Cette histoire particulière de l’anthropologie fournit un terreau fertile au dialogue interdisciplinaire au sein des sciences humaines et sociales et au-delà. Si bien qu’aujourd’hui, des anthropologues collaborent avec des chercheurs et chercheuses d’autres disciplines, des praticiens, des spécialistes afin de mieux comprendre des phénomènes sociaux complexes qui soulèvent de nombreuses questions pour la science et souvent pour le reste de la société. Les domaines concernés touchent par exemple au rapport des hommes et des femmes avec leur environnement, à l’expérience de la maladie, à l’exposition à des risques sanitaires, industriels ou environnementaux, à la vie intra-utérine, à l’intelligence artificielle, à l’activité économique, aux identités de genre, à l’expérience de l’exil et de la migration, aux modes d’organisation politique… mais ils sont plus divers encore.
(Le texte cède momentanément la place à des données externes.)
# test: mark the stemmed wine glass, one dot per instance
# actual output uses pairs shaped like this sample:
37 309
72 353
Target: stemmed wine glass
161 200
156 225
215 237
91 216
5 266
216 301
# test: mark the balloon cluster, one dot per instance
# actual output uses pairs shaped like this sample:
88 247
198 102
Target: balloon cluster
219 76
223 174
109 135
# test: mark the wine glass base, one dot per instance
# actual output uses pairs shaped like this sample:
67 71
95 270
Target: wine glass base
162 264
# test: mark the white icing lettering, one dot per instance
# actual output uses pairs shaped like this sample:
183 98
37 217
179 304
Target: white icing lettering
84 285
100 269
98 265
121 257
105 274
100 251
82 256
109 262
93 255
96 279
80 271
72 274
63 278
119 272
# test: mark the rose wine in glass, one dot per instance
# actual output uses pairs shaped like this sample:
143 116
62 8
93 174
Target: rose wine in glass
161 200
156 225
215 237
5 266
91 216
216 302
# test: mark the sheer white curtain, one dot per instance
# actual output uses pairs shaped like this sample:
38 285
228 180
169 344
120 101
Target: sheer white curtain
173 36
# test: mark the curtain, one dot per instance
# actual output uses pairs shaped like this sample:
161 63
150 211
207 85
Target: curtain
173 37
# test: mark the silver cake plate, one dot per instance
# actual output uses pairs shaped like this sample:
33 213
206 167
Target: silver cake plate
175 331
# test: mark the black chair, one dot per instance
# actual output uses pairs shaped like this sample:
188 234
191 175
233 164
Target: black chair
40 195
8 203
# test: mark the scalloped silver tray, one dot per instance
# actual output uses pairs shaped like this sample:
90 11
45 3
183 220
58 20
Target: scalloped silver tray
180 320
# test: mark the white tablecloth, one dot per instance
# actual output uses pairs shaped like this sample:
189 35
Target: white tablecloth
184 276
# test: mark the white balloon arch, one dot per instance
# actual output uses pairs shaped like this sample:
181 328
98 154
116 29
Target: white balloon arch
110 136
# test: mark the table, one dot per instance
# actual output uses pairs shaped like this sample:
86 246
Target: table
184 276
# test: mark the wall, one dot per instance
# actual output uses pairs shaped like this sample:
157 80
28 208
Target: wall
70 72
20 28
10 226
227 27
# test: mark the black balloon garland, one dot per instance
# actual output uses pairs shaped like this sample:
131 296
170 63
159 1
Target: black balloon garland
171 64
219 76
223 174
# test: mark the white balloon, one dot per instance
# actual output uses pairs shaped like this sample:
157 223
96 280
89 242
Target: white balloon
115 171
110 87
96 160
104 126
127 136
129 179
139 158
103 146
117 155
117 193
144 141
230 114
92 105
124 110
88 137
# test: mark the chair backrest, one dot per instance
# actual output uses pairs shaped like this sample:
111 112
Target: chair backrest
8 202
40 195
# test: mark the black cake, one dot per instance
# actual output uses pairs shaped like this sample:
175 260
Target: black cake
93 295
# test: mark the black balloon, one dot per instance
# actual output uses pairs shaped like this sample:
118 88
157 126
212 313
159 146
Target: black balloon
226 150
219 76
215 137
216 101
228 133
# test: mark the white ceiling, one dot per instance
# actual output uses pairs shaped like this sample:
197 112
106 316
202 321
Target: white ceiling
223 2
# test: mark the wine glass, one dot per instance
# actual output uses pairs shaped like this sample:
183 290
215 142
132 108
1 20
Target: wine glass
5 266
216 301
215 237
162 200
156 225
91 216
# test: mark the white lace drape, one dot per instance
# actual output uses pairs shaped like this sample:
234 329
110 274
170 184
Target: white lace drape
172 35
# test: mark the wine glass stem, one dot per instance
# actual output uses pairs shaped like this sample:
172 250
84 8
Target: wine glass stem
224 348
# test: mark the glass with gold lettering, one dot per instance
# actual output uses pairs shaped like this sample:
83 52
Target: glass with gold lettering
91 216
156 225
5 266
Par ailleurs, des anthropologues décident de s’aventurer un peu au-delà du périmètre traditionnel de leur discipline et de s’emparer d’objets de recherche d’ordinaire plutôt réservés à d’autres sciences. 
 
Ce sont ces espaces de dialogue et de découverte, ces expériences du décloisonnement de notre discipline que nous vous invitons à arpenter par la lecture de billets spécialement rédigés par des anthropologues qui essaieront de vous faire découvrir leurs questionnements, la manière dont ils et elles travaillent et leur méthode de recueil des données — l’ethnographie. Ce faisant, vous prendrez peut-être le goût de cette première expérience que fait l’anthropologue sur son terrain de recherche : le décentrement de soi.